7 Wonders – a great game; although it has abstracted warfare in it, it doesn’t penalize the “loser” of these wars much, so it doesn’t breed as much unhappiness as some games. Helps to use a scoring app though, as scoring can be complex.
My newest hot discovery is Manhattan Project by Minion Games. Its looks are deceiving; 1940s style art and the dry topic may make it look dull. But it’s a “worker placement” game where the board is extremely fluid and there are a LOT of angles to consider and ways to interact. Halfway through my first game I made a note to buy a copy for myself.
Ra – the auction game that made me stop hating auction games. Well, okay, it’s the only one I like. Simple in appearance but fun.
I like Seasons too, but not as much as ones the above. It can be hard to find; I just special-ordered it and the expansions for my wife’s nephew recently.
Power Grid and Ticket to Ride are well-reviewed, but don’t quite float my boat. Lots of players love them though.
Munchkin is fun IF you understand its roots in D&D culture, but in our group, it has a reputation as the longest game anybody actually plays, and it does suffer from the “I’ll be on my smartphone until it’s my turn again” problem.
Regarding the Dominion nitpicking…a lot of the people I play with LIKE it being less interactive; they want to build their own little kingdom without interference. But there are a lot of attack and interaction-forcing cards in the expansions (most predictably, the Intrigue expansion is notorious for player-on-player attacks). More interactions might change your opinion.
Also, buying Silver and Gold and going directly for Provinces is called the “Big Money” strategy. It’s good…but there are lots of strategies that beat it (particularly “engines” relying on draw power and extra actions). In fact, the Dominion Strategy Wiki has a fairly technical article on Big Money that suggests that the test of a good strategy should be “does it beat Big Money?”

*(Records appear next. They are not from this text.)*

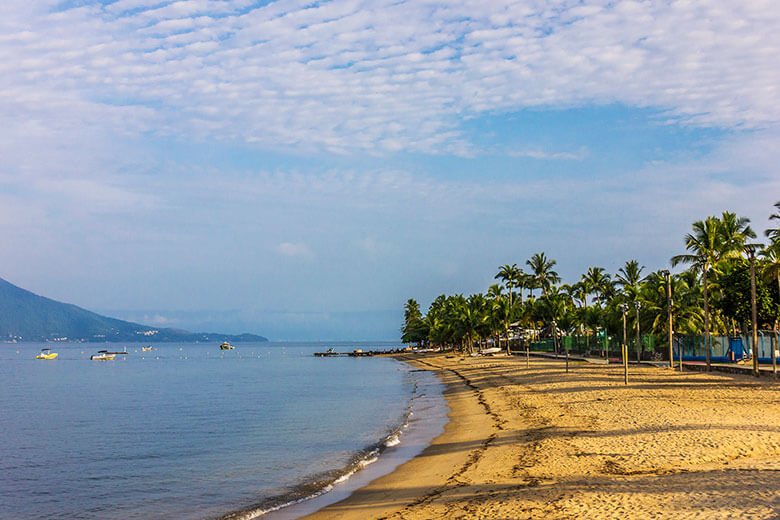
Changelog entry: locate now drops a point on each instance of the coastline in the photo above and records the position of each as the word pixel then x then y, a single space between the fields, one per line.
pixel 538 442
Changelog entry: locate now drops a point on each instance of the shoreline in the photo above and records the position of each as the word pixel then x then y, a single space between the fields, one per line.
pixel 425 420
pixel 542 443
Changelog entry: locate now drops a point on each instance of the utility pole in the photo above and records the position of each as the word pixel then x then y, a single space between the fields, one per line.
pixel 669 308
pixel 751 251
pixel 624 348
pixel 638 304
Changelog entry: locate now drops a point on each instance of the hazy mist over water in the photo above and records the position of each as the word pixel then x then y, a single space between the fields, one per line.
pixel 187 431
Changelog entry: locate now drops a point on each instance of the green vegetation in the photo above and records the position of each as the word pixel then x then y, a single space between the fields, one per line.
pixel 712 296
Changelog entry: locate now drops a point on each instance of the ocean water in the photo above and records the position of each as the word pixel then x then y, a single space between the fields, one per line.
pixel 192 432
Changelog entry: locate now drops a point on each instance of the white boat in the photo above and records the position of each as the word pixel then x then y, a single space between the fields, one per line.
pixel 47 354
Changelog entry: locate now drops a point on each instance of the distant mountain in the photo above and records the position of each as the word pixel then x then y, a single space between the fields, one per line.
pixel 25 316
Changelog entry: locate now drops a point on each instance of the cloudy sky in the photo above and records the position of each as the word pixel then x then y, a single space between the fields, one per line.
pixel 299 169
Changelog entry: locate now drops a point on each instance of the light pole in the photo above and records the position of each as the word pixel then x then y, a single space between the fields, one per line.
pixel 751 251
pixel 669 308
pixel 624 349
pixel 638 305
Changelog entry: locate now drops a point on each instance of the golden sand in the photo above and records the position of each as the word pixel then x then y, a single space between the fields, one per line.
pixel 537 442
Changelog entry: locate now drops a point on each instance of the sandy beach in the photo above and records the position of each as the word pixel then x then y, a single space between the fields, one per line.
pixel 537 442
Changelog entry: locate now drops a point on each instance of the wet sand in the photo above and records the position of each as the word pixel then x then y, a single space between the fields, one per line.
pixel 540 443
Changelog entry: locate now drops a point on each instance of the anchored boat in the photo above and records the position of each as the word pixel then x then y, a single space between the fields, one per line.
pixel 103 355
pixel 47 354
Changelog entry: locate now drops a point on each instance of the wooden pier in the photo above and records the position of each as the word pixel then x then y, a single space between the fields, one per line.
pixel 354 353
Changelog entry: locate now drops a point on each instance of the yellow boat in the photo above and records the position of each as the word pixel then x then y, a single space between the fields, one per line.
pixel 47 354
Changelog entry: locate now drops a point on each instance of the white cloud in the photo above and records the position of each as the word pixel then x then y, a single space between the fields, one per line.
pixel 383 75
pixel 293 249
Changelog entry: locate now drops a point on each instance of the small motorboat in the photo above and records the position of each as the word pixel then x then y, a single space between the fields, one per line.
pixel 46 353
pixel 103 355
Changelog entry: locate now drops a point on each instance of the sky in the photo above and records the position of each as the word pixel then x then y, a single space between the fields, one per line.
pixel 299 169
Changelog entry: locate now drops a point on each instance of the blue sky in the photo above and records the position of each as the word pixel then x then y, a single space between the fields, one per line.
pixel 299 169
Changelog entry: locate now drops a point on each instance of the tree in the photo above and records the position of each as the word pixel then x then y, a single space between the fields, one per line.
pixel 735 301
pixel 774 233
pixel 415 329
pixel 630 274
pixel 511 276
pixel 542 268
pixel 597 282
pixel 705 245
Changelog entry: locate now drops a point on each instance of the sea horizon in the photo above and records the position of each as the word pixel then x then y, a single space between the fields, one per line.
pixel 151 431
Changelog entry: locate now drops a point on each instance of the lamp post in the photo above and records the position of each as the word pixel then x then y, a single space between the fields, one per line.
pixel 669 309
pixel 638 305
pixel 751 251
pixel 624 349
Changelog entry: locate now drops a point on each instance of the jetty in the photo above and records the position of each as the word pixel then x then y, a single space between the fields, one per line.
pixel 355 353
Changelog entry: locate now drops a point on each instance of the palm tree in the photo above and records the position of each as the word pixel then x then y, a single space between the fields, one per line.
pixel 543 271
pixel 415 329
pixel 630 274
pixel 705 245
pixel 735 231
pixel 511 275
pixel 596 282
pixel 774 233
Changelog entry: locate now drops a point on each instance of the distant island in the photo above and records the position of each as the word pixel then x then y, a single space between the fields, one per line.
pixel 25 316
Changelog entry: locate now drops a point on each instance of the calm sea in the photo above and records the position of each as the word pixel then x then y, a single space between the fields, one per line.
pixel 192 432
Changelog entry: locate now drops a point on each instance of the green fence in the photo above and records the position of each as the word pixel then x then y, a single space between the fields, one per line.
pixel 607 346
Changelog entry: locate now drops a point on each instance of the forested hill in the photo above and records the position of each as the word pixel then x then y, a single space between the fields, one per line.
pixel 25 316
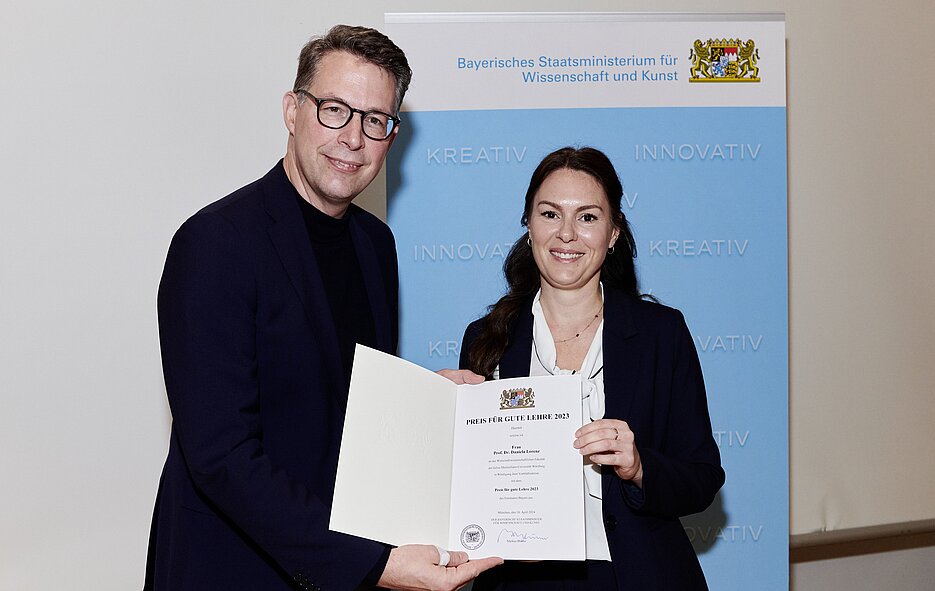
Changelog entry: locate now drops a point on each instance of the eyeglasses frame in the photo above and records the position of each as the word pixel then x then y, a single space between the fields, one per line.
pixel 318 101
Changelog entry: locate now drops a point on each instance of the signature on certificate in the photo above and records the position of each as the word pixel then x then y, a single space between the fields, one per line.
pixel 516 536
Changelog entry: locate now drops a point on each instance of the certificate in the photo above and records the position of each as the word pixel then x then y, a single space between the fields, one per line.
pixel 487 469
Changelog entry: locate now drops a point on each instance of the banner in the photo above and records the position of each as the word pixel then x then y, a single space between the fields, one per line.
pixel 691 110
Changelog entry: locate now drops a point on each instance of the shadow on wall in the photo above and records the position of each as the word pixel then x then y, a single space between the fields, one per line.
pixel 704 528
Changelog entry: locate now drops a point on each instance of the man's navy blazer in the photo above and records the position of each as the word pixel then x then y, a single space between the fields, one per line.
pixel 258 394
pixel 653 381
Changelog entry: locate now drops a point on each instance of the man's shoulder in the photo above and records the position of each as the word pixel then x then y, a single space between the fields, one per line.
pixel 246 198
pixel 370 223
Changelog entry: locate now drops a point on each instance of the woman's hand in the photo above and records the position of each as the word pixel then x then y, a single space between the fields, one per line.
pixel 611 442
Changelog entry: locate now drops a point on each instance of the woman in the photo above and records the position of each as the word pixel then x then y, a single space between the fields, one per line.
pixel 573 306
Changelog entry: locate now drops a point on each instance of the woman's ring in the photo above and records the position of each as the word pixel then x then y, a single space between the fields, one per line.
pixel 443 556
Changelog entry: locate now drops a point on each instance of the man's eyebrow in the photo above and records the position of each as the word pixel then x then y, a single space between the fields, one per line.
pixel 329 97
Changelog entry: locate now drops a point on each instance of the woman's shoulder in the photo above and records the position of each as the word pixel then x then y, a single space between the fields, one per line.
pixel 644 312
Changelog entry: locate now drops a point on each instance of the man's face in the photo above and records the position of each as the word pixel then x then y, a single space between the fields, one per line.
pixel 330 167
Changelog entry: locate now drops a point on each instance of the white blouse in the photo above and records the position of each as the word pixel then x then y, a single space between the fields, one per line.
pixel 542 363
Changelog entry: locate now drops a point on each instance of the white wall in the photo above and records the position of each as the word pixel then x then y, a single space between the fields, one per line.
pixel 118 120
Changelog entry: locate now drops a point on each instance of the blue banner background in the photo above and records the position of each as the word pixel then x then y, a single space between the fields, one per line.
pixel 710 226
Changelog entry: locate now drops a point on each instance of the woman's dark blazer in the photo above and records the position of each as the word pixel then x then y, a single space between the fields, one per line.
pixel 653 381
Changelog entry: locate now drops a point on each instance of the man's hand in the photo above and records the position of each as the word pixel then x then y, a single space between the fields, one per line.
pixel 415 568
pixel 461 376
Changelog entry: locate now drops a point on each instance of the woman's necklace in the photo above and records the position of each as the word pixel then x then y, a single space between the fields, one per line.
pixel 578 334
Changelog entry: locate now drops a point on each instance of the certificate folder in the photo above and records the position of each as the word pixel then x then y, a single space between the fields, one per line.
pixel 487 469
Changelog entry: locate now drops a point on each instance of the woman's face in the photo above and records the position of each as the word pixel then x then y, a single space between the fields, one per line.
pixel 571 228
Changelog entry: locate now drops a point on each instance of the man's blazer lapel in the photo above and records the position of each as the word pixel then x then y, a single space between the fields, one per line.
pixel 374 283
pixel 289 235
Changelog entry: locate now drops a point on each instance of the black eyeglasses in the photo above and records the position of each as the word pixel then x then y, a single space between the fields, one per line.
pixel 335 114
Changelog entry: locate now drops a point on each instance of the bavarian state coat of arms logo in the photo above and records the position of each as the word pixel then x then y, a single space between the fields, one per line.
pixel 724 60
pixel 517 398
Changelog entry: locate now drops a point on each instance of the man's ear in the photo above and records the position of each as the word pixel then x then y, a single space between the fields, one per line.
pixel 392 138
pixel 290 105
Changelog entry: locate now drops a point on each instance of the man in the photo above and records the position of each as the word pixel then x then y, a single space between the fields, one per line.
pixel 263 296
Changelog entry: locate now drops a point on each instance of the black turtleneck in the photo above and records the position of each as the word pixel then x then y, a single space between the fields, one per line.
pixel 342 278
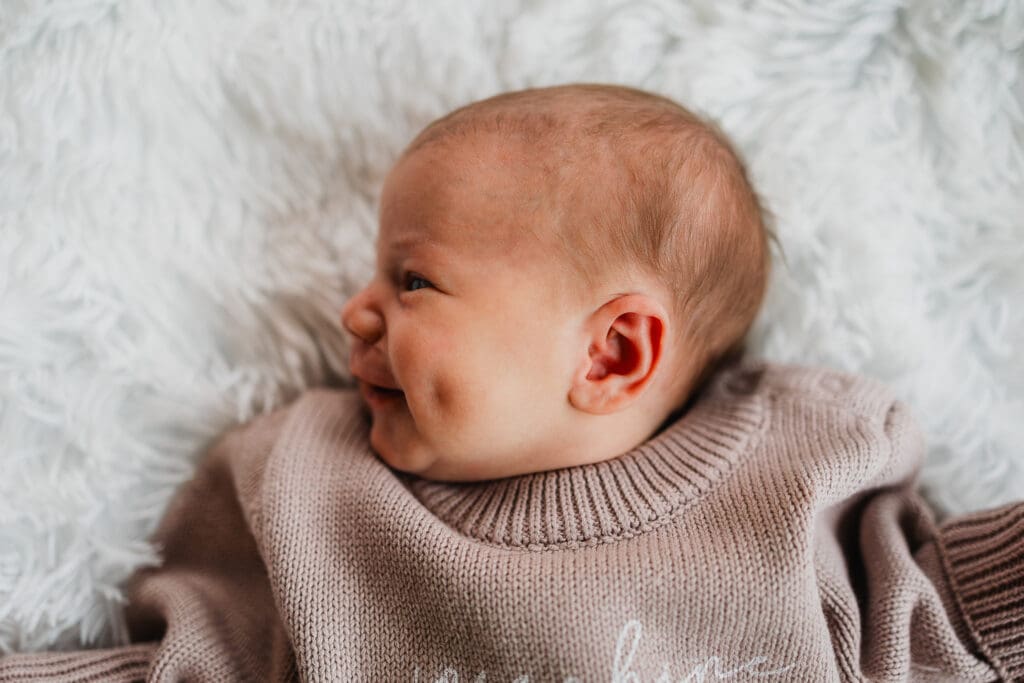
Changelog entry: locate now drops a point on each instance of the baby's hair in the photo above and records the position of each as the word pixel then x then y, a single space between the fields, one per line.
pixel 680 206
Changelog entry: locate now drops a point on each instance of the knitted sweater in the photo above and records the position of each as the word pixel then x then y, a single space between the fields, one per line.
pixel 770 530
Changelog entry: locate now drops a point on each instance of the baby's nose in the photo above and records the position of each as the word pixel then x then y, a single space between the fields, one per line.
pixel 360 319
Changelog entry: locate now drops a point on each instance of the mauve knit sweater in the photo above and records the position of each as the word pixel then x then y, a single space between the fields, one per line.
pixel 772 530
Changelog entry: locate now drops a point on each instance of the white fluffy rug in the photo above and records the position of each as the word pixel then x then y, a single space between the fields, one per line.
pixel 187 197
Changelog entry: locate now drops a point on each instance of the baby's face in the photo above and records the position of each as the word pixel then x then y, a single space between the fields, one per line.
pixel 466 319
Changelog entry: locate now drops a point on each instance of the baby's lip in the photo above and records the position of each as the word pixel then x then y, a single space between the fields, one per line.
pixel 375 380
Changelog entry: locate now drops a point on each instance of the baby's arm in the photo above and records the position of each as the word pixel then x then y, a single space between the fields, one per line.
pixel 939 602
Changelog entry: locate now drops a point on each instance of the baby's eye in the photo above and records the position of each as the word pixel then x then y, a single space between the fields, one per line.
pixel 415 282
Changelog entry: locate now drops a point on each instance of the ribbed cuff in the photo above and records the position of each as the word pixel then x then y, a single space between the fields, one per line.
pixel 984 556
pixel 115 665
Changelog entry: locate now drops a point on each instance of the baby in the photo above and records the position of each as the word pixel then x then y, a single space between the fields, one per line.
pixel 566 472
pixel 558 270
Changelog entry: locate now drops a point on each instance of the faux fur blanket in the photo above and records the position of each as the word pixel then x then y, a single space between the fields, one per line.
pixel 187 196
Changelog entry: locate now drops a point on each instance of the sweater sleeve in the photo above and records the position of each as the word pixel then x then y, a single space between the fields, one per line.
pixel 207 612
pixel 908 599
pixel 983 559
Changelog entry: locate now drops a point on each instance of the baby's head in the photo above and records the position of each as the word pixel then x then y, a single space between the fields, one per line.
pixel 558 270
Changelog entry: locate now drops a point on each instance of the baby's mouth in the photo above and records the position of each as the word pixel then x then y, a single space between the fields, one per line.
pixel 378 394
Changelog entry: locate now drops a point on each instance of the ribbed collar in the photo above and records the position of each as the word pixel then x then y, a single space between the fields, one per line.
pixel 619 498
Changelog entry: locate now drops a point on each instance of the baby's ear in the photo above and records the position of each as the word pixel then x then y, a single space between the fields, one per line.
pixel 625 347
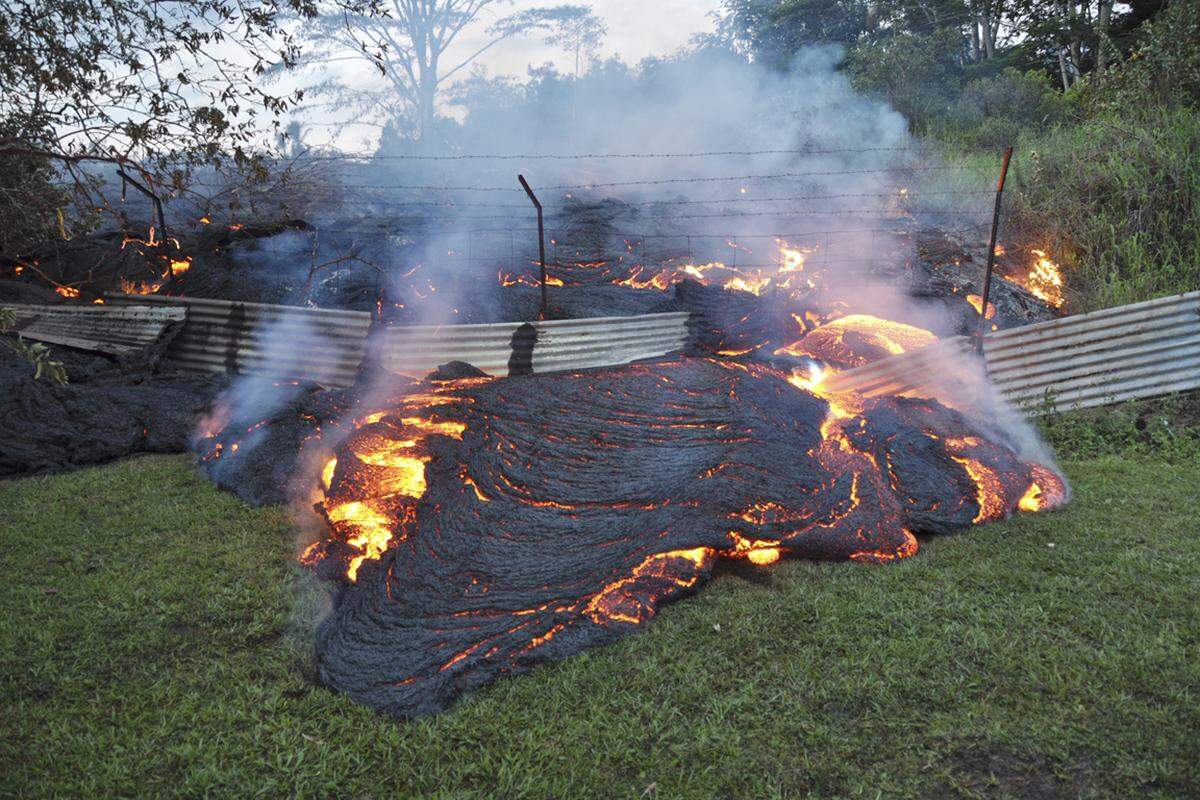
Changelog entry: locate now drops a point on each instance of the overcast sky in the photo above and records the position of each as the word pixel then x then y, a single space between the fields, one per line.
pixel 636 29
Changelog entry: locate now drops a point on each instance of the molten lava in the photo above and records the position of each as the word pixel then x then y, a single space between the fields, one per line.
pixel 480 527
pixel 858 338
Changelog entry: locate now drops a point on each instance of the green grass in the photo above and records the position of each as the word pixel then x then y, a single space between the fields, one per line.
pixel 155 641
pixel 1114 199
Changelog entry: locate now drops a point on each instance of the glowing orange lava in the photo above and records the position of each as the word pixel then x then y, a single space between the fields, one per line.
pixel 1044 280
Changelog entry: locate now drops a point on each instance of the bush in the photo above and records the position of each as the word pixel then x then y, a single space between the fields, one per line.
pixel 1163 71
pixel 996 110
pixel 916 73
pixel 1117 200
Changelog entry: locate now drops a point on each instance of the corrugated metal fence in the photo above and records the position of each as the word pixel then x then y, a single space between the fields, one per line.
pixel 95 328
pixel 328 346
pixel 1143 349
pixel 1129 352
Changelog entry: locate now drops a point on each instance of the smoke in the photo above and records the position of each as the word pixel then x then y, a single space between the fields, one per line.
pixel 697 158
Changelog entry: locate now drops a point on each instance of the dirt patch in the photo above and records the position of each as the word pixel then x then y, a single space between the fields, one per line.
pixel 989 770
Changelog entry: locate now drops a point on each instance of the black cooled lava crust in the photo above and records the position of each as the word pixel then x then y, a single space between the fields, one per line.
pixel 559 511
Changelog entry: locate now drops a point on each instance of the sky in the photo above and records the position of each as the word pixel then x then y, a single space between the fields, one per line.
pixel 637 29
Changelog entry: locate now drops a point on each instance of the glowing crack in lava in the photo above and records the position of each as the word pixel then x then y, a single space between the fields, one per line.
pixel 480 527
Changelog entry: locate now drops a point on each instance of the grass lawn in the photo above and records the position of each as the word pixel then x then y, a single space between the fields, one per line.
pixel 155 641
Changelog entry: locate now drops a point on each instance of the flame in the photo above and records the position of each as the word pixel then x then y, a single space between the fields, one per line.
pixel 977 304
pixel 989 486
pixel 327 473
pixel 828 342
pixel 617 602
pixel 1047 491
pixel 365 528
pixel 790 263
pixel 1043 281
pixel 757 552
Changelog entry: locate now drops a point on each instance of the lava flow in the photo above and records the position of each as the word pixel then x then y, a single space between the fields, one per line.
pixel 480 525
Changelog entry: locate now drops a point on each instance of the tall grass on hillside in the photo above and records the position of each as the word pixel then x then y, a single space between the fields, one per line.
pixel 1116 200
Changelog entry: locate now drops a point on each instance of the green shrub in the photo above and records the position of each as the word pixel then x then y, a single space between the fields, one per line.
pixel 37 354
pixel 1116 200
pixel 996 110
pixel 916 73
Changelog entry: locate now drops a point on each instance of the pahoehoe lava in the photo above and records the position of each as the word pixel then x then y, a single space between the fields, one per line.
pixel 478 527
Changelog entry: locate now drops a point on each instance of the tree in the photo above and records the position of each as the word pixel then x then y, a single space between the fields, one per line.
pixel 36 355
pixel 148 85
pixel 406 42
pixel 580 34
pixel 139 79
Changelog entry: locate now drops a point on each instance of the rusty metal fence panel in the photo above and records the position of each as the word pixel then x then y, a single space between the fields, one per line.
pixel 101 329
pixel 328 346
pixel 551 346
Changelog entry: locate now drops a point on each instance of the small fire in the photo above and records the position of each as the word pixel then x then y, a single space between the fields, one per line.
pixel 1044 280
pixel 977 304
pixel 141 287
pixel 753 281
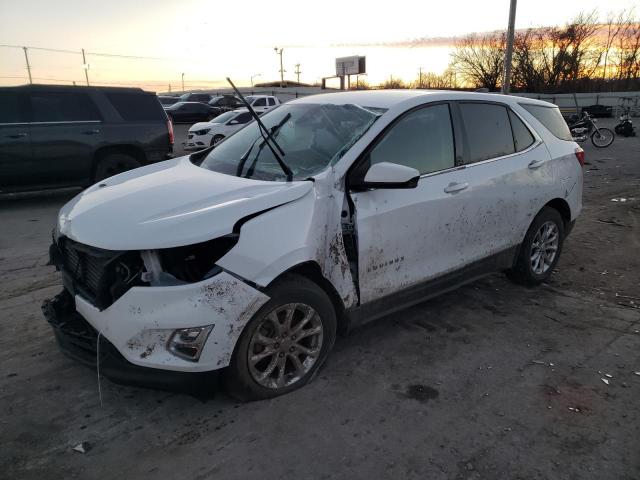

Regarding the “someone gets ahead early” issue, Dominion has a big balancing factor that slows the player(s) in the lead: scoring cards (Victory point cards like Provinces, Duchies, and Estates) do nothing for your hand. Buying a lot of them means drawing a lot of them – and doing it early means drawing them early – filling your hand with “dead” cards that weaken your turn. Is that mechanic not working well for you guys? It’s notorious around here.